Dati raccolti in trenta delle principali città americane rivelano, a sorpresa, un calo significativo del numero di omicidi  rispetto al 2025, con una riduzione del 18% nel 2026 rispetto allo stesso periodo dell’anno predecente. Il dato è del Council on Criminal Justice, un ‘think tank’ che raccoglie dati sulle attività criminali negli USA. Se la tendenza finora misurata dovesse proseguire allo stesso ritmo per tutto il resto dell’anno, il dato si tradurrebbe in una riduzione netta di circa 215 omicidi rispetto al 2025, spingendo il tasso di omicidi nazionale al livello più basso da oltre un secolo.

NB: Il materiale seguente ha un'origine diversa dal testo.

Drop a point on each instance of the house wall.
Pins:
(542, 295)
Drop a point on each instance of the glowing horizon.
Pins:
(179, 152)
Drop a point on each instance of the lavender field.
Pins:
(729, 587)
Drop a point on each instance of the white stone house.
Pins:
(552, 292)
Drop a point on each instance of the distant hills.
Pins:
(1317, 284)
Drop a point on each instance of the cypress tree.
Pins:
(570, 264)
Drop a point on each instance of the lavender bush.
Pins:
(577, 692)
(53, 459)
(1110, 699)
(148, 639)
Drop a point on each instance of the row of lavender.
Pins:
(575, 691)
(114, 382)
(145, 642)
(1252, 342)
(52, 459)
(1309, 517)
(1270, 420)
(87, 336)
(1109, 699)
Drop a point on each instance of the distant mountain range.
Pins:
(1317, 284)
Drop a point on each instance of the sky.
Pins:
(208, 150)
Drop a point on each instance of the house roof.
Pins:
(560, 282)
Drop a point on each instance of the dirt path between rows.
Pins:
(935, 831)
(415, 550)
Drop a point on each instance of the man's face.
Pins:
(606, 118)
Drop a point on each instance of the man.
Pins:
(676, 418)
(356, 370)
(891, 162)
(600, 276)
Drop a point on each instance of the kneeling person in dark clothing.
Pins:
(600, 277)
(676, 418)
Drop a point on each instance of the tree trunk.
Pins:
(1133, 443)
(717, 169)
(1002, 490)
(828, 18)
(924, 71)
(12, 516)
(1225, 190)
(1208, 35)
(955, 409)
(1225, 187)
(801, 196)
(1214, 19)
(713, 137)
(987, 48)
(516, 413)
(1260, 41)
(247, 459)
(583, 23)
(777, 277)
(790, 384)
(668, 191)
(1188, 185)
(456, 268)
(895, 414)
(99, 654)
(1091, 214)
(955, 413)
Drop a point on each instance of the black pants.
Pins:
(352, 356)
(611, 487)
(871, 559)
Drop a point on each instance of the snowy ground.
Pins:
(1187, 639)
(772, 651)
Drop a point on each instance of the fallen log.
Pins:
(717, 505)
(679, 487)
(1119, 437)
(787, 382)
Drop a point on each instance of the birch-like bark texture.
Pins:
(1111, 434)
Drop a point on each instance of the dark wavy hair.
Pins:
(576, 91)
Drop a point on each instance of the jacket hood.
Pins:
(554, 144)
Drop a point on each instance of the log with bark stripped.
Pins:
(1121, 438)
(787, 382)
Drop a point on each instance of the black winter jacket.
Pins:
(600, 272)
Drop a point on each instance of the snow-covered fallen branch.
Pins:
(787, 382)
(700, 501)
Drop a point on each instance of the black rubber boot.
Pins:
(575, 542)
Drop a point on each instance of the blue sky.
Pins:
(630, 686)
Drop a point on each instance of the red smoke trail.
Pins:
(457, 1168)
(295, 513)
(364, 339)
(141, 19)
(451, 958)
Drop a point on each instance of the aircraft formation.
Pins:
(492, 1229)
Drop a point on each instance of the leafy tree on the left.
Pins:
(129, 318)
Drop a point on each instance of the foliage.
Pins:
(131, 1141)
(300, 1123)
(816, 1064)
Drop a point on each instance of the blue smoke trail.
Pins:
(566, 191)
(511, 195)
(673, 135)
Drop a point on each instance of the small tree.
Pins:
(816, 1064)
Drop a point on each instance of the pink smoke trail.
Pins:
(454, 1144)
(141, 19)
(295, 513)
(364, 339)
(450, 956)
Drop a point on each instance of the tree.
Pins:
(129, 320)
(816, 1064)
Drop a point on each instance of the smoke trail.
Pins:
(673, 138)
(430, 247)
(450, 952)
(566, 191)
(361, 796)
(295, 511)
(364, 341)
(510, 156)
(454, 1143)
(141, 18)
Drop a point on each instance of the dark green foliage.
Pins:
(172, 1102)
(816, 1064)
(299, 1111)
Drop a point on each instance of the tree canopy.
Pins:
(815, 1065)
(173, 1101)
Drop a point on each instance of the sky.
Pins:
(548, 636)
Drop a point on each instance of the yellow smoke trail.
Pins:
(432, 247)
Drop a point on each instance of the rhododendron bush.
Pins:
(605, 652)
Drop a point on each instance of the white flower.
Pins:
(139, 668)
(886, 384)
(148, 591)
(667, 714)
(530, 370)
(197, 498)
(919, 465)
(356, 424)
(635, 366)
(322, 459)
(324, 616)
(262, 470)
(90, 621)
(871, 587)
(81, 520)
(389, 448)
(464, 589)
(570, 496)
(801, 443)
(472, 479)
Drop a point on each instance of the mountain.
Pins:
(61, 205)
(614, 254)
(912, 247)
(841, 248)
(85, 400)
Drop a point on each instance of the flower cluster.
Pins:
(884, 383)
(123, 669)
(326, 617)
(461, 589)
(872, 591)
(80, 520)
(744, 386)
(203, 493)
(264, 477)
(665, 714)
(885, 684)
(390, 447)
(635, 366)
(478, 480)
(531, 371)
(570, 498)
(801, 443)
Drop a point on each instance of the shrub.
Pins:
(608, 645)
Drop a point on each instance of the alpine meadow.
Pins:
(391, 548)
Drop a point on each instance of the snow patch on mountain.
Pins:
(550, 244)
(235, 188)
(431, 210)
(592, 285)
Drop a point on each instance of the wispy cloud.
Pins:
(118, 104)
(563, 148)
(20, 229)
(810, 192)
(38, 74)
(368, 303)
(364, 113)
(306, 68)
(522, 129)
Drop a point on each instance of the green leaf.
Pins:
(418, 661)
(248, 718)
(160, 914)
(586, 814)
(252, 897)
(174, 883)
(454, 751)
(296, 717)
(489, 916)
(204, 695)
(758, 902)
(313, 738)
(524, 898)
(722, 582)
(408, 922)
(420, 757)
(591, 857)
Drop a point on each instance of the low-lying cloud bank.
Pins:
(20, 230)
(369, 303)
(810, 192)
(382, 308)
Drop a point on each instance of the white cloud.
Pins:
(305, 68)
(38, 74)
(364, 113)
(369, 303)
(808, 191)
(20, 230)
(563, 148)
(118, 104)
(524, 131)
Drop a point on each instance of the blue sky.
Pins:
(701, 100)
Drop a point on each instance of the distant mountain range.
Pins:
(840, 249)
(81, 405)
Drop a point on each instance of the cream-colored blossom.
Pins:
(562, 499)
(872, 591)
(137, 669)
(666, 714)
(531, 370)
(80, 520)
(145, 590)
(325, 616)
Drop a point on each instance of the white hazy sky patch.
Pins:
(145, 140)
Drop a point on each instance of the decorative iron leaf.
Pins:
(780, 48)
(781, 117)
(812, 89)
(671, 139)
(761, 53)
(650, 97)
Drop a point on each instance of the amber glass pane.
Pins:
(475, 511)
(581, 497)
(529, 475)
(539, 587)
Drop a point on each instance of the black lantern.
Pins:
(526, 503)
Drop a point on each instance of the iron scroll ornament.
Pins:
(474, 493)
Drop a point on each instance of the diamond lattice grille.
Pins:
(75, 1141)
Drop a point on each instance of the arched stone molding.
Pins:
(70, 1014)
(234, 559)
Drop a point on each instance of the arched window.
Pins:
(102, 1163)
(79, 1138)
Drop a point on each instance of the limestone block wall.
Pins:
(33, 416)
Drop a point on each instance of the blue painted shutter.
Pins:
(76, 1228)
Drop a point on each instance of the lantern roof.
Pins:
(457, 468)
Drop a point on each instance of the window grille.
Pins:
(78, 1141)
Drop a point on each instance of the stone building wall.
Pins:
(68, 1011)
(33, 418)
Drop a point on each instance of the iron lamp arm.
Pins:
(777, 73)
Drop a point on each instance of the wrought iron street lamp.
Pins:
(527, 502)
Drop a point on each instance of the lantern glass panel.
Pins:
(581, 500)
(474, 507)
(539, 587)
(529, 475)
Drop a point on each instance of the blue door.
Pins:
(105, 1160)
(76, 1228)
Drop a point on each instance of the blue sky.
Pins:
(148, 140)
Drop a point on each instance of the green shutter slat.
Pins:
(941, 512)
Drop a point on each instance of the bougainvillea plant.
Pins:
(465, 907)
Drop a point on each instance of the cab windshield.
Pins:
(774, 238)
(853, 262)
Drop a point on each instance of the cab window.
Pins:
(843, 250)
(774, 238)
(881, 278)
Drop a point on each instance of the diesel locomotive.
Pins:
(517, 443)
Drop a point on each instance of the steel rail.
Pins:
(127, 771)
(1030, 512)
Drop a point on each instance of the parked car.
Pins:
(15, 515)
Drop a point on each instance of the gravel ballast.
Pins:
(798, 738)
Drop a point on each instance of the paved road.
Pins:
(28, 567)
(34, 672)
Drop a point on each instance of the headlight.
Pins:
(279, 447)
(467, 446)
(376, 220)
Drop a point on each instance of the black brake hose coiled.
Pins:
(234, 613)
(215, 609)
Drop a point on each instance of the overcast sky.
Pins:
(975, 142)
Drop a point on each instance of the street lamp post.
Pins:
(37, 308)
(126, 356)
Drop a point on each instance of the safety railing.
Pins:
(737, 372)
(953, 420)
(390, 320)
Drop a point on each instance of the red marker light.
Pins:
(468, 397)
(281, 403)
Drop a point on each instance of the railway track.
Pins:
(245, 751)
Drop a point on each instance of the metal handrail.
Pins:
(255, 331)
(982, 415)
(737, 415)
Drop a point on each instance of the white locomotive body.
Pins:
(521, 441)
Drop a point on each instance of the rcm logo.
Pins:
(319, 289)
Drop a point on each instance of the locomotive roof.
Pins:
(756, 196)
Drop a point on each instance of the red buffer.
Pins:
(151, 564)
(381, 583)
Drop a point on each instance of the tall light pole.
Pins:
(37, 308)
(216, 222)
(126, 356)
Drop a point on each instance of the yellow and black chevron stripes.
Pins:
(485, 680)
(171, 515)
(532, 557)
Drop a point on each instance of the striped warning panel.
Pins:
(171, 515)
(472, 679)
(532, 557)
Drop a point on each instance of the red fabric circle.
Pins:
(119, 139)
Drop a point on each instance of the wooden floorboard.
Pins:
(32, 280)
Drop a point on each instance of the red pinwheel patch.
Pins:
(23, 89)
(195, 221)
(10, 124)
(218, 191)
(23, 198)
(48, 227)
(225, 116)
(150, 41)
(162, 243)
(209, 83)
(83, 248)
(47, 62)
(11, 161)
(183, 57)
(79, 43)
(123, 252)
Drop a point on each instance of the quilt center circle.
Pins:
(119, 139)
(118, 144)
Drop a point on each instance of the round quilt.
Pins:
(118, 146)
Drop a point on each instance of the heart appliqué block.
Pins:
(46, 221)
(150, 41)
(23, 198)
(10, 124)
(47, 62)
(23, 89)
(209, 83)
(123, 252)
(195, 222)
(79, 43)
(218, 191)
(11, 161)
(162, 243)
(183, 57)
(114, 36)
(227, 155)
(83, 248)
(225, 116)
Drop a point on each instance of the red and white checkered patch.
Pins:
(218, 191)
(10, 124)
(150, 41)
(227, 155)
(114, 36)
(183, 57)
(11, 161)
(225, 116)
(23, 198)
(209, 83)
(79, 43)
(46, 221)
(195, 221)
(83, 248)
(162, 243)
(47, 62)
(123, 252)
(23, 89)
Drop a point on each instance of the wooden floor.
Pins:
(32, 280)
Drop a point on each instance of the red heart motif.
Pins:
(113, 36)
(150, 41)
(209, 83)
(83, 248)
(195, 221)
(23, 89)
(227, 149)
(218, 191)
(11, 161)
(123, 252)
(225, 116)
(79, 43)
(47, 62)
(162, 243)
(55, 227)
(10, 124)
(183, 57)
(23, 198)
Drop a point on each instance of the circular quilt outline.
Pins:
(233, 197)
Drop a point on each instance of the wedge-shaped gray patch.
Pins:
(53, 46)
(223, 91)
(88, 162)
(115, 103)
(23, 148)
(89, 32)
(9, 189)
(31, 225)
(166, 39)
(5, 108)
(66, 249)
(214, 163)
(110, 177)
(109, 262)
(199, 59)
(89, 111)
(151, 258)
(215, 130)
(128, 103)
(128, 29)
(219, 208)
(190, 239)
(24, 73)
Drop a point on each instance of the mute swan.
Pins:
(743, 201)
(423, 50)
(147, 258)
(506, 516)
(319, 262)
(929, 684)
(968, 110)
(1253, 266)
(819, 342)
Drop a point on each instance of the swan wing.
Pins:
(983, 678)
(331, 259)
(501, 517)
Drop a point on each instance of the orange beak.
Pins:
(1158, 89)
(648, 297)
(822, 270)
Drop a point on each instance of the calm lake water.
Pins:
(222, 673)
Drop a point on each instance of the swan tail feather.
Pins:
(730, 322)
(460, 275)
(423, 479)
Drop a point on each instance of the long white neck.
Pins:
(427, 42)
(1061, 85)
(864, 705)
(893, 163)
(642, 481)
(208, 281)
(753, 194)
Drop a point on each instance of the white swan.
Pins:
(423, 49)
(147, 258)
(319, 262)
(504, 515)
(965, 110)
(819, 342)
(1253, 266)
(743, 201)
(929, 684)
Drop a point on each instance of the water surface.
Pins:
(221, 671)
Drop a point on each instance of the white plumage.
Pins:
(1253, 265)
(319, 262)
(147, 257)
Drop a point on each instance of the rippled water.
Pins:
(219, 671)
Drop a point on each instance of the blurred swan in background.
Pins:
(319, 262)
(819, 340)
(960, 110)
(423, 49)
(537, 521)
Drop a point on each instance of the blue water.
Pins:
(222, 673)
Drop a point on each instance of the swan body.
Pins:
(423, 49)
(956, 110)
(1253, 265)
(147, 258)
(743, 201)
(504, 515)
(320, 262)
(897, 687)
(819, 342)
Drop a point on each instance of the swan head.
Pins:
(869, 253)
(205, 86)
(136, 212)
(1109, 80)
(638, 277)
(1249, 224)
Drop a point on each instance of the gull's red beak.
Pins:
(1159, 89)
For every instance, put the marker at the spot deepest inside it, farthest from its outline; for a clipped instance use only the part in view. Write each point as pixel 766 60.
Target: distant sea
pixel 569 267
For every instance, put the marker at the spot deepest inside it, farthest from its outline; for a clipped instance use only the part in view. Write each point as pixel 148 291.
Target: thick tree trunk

Segnalata anche la riduzione di altri reati: furti con scasso, furti di automobili e aggressioni violente

Secondo una recente relazione del Council, il dato sugli omicidi rispecchia una diminuzione generale dei reati nel Paese. L’ente traccia altre dodici categorie di attività illegali oltre agli omicidi e, tra queste, si registrano cali misurabili in nove delle dodici tipologie di crimini più diffusi, compresi i furti con scasso, i furti di automobili e le aggressioni violente. Nello stesso periodo si sono invece verificati modesti aumenti nell’incidenza di taccheggio nei negozi, della violenza domestica e dei crimini legati alla droga. Per gli esperti, la tendenza – ovviamente positiva – verso una riduzione dei crimini è chiaramente da incoraggiare e rappresenta un netto miglioramento rispetto ai dati precedenti al 2020 e a quelli del periodo di panico scatenato dal Covid-19, caratterizzato da un notevole incremento della violenza.

Sembra che il merito sia delle politiche federali

Prevedibilmente, i due principali partiti politici – i Democratici e i Repubblicani – hanno tentato di attribuirsi il merito del calo generalizzato della criminalità. Risulta però che il fenomeno sia presente in uguale misura nelle città governate indifferentemente da amministratori di entrambi gli schieramenti, il che suggerisce che non dipenda da scelte politiche locali.